Currently I'm working with Clojure-on-top-of-the-JVM.
The Java language, which exposes the floating point functionality of the JVM, says that we get (exactly) IEEE-754 32-bit single-precision (Java "float") and 64-bit double precision (Java "double") representations and that the JVM may use an "extended precision" implementation (80 bit for "extended double", aka "long double" in some programming languages) during computation. No word on half-precision or quadruple precision for now.
For Clojure-on-top-of-ECMAScript (i.e. ClojureScript), there is a single underlying number type, which happens to be IEEE-754 64-bit double-precision floating point.
It seems that in the case of Clojure-on-the-JVM, the use of "double" is encouraged in all cases where floating points are expected. There is not even a way to test whether a given thing is a single-precision floating point, as float?

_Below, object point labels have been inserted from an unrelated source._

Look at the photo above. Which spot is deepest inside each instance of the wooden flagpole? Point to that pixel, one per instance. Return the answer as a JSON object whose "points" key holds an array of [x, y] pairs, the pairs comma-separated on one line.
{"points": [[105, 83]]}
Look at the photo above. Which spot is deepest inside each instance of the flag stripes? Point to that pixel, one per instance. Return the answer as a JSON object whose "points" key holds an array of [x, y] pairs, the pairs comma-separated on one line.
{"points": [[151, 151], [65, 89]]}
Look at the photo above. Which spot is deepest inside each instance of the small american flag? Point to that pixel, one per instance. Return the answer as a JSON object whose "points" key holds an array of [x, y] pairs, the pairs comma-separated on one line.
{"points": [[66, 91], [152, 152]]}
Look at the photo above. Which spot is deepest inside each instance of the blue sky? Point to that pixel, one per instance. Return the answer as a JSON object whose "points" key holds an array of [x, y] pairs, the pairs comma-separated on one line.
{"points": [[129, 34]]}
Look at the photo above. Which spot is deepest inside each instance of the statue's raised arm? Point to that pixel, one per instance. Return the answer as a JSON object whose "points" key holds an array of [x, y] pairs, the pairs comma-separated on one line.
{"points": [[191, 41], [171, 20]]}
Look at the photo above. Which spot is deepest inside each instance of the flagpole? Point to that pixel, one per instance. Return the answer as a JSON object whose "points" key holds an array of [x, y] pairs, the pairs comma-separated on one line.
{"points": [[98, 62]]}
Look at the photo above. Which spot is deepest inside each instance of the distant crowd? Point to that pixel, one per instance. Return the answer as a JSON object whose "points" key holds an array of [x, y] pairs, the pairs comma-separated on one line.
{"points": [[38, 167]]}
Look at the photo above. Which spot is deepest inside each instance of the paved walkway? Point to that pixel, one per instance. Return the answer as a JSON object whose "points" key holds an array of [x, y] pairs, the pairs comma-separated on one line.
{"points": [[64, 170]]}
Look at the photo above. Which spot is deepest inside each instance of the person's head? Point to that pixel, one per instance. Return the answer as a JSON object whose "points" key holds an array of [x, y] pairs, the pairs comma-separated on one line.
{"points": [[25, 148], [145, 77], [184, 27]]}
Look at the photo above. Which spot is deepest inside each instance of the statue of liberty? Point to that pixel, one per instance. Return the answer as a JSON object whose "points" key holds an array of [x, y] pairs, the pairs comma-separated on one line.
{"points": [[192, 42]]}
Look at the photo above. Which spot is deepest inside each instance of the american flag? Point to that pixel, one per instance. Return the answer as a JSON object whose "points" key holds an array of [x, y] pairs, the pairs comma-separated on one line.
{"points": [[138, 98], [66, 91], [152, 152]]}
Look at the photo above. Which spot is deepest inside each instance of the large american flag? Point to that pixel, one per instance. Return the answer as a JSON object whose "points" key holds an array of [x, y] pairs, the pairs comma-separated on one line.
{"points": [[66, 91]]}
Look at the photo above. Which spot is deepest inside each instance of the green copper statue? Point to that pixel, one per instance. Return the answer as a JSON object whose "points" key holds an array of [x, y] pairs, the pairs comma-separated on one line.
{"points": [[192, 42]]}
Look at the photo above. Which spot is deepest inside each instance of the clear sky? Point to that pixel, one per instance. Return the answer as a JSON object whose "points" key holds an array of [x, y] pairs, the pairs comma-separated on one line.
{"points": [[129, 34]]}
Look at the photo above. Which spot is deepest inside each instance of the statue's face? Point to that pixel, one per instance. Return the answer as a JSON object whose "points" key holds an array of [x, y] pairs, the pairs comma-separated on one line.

(perhaps surprisingly) tests whether the thing is any kind of floating-point value. Incongruently, there is a function to "cast to float", called float
.
(defn whatf [x] [(double? x) (float? x) (type x)])
; a literal containing a decimal point is mapped to a
; "Java double" (boxed)
(whatf 0.1)
;=> [true true java.lang.Double]
; an integer is a "Java long" (boxed), as expected:
(whatf 1)
;=> [false false java.lang.Long]
; you can cast to "float", which corresponds to "Java float".
; and "double?" returns false for that:
(whatf (float 1))
;=> [false true java.lang.Float]
; you can cast to "double":
(whatf (double 1))
;=> [true true java.lang.Double]
; operations on "double" yield "double" as expected:
(whatf (*(double 1) (double 1)))
;=> [true true java.lang.Double]
; operations on "float" force to "double" immediately:
(whatf (*(float 1) (float 1)))
;=> [true true java.lang.Double]
; of course one can always cast, but what's the use of that:
(whatf (float (*(float 1) (float 1))))
[false true java.lang.Float]
So, the programmer is encouraged to not think in terms of precision and let Clojure choose for him/her -- and Clojure chooses IEEE binary64 throughout. Is this the gist of the matter?